Project 921
Russia and the United States have held the inside tracks in the space race. In the stretch, here comes China.
- By Joe McDonald
- Air & Space magazine, November 2002
(Page 2 of 5)
“This is a matter of national pride,” observes Joseph Cheng, director of the Contemporary China Research Center at the City University of Hong Kong. “We were the most civilized country centuries ago, and we must recapture this glory.” Space travel is a powerful international status symbol, says Cheng, a way of demonstrating that China offers an alternative to American leadership. “China is a major power, and has to be respected as a major power.” He chuckles as he quotes a maxim from communist party founder Mao Zedong: “Even if we don’t have trousers, we still want the atom bomb.”
Former museum director He, a quiet, slender, 72-year-old man with a thick shock of salt-and-pepper hair, recalls the patriotic stirrings he felt in July 1969 on hearing that an American had set foot on the moon. China, the country that invented rocketry, was then in the grip of the Cultural Revolution, terrorized by violent, radical gangs that were incited by Mao. The economy was collapsing. Scientists were harassed for past contacts with foreign researchers. Still, says He, “I thought right then, if the Soviets had sent someone into space, and the Americans did it, then we certainly would do it.”
With that goal now clearly in sight, a sketchy picture of Beijing’s astronauts—called yuhangyuans, which means, roughly, “one who goes into space”—is slowly emerging from the shadows of official secrecy. The government won’t allow any of the flashy publicity that turned NASA’s Mercury astronauts into celebrities even before they flew. The China State Manned Aerospace Office in Beijing declined even to accept a written request for information for this article. But the authorities have stopped short of a total, Soviet-style information blackout. In a sign of growing official confidence, the state-controlled press has been divulging more details about the project since the third successful test of Shenzhou (pronounced “shun jo”), the astronauts’ bowl-shaped reentry capsule.
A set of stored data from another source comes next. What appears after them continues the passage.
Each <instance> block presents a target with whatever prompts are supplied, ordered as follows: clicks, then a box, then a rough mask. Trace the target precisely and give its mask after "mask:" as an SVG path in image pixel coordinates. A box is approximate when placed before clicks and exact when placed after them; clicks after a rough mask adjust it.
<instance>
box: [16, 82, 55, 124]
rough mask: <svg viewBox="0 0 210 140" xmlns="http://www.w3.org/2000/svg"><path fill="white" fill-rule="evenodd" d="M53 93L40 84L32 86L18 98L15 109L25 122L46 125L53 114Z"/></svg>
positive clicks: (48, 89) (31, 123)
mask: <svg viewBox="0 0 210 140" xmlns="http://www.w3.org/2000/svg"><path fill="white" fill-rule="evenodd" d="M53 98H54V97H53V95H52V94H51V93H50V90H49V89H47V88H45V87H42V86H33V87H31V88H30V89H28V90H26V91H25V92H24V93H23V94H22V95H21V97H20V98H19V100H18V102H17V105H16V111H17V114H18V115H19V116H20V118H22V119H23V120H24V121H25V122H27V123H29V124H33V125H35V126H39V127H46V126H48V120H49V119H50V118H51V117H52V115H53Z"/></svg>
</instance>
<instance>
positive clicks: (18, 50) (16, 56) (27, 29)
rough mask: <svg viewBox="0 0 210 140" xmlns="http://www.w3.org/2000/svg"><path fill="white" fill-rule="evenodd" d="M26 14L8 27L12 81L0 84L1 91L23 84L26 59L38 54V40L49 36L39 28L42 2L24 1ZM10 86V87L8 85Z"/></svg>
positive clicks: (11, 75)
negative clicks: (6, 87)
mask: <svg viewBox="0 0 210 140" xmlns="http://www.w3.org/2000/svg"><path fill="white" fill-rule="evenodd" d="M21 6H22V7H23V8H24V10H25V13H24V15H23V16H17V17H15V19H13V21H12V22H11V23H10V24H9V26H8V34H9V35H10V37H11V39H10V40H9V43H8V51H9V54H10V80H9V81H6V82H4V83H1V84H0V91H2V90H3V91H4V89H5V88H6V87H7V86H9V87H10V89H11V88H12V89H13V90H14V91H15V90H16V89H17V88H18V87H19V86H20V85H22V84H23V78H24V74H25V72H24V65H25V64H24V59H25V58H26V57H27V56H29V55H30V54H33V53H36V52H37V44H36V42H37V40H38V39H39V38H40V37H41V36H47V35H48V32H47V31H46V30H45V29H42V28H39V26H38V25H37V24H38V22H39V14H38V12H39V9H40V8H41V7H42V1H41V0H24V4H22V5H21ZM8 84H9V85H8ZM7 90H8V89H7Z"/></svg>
In that test, conducted last March, Shenzhou orbited Earth 108 times, then touched down in the grasslands of inner Mongolia. Afterward, state television showed jubilant mission control technicians in red jumpsuits leaping in the air and cheering as military officials nodded approvingly. The government proclaimed the seven-day test flight a success and said the reentry capsule, which had carried sensor-equipped, spacesuited mannequins into orbit, was “technically suitable for astronauts.” Another section of the spacecraft remained aloft; ground controllers have been using it to practice remote-controlled orbital maneuvering.
The yuhangyuans, picked from among some 2,000 military pilots in the People’s Liberation Army, are all around 30 years old, according to stories in the state-controlled press, which are useful, if unverifiable, sources of technical information. The official Xinhua News Agency has given the number of astronauts as 12, while other reports put the number at 14, perhaps counting trainer astronauts as well. In 1996, China paid Russia to put two pilots through its Cosmonaut Training Center in Star City on the outskirts of Moscow. It is unclear whether the two men—identified in Western reports as Li Qinglong and Wu Zi—were preparing for a Shenzhou flight themselves, or whether their role has been limited to training other Chinese astronauts back home. Either way, China is unlikely to continue relying on Russian help in this area. Most Western analysts agree with Phillip Clark, an independent aerospace consultant based in England, that Beijing is intent on building up its own space school. Clark’s specialty is Russia, but he has followed the China space program since the 1970s, in part for the challenge—“It’s too easy to get information on other countries,” he says.
Judging by the press accounts, Chinese trainers followed Russian tradition in selecting diminutive fliers to fit inside a cramped capsule. The first candidates average five-foot-seven and 110 pounds, small by the standards of today’s well-nourished Chinese youth. The state press says the government will announce their names after the fourth test flight, suggesting that Shenzhou 5 might be the first to carry a crew. By contrast, when Yuri Gagarin became the first human in space in 1961, Moscow didn’t reveal his identity until he was safely in orbit. And when program officials selected Gagarin for the flight, they withheld that information from him until a few days before launch. The Chinese will follow that practice, according to one Chinese report.
In an article last April, the weekly newspaper China Space News revealed new details about the yuhangyuans’ training. Members of the corps live Monday to Friday in a heavily guarded building at an “aerospace city” in Beijing. “Any outsiders who try to peek in or take pictures are politely asked to leave,” the report said. State newspapers have begun calling the building the Red Chamber. On weekends, according to China Space News, the astronauts return to their families, who live in ordinary apartments in the city. Many of the pilots’ wives work in the same facility, said the newspaper, and “as wives of astronauts, have a strong sense of secrecy.”
Additional glimpses of the program have come from other state media. An account last year in the Guangzhou Daily mentioned a four-story windowless building on Beijing’s west side that held a mockup of the Shenzhou reentry capsule. The story described white-robed technicians watching as a trainee in an orange spacesuit climbed into the capsule simulator.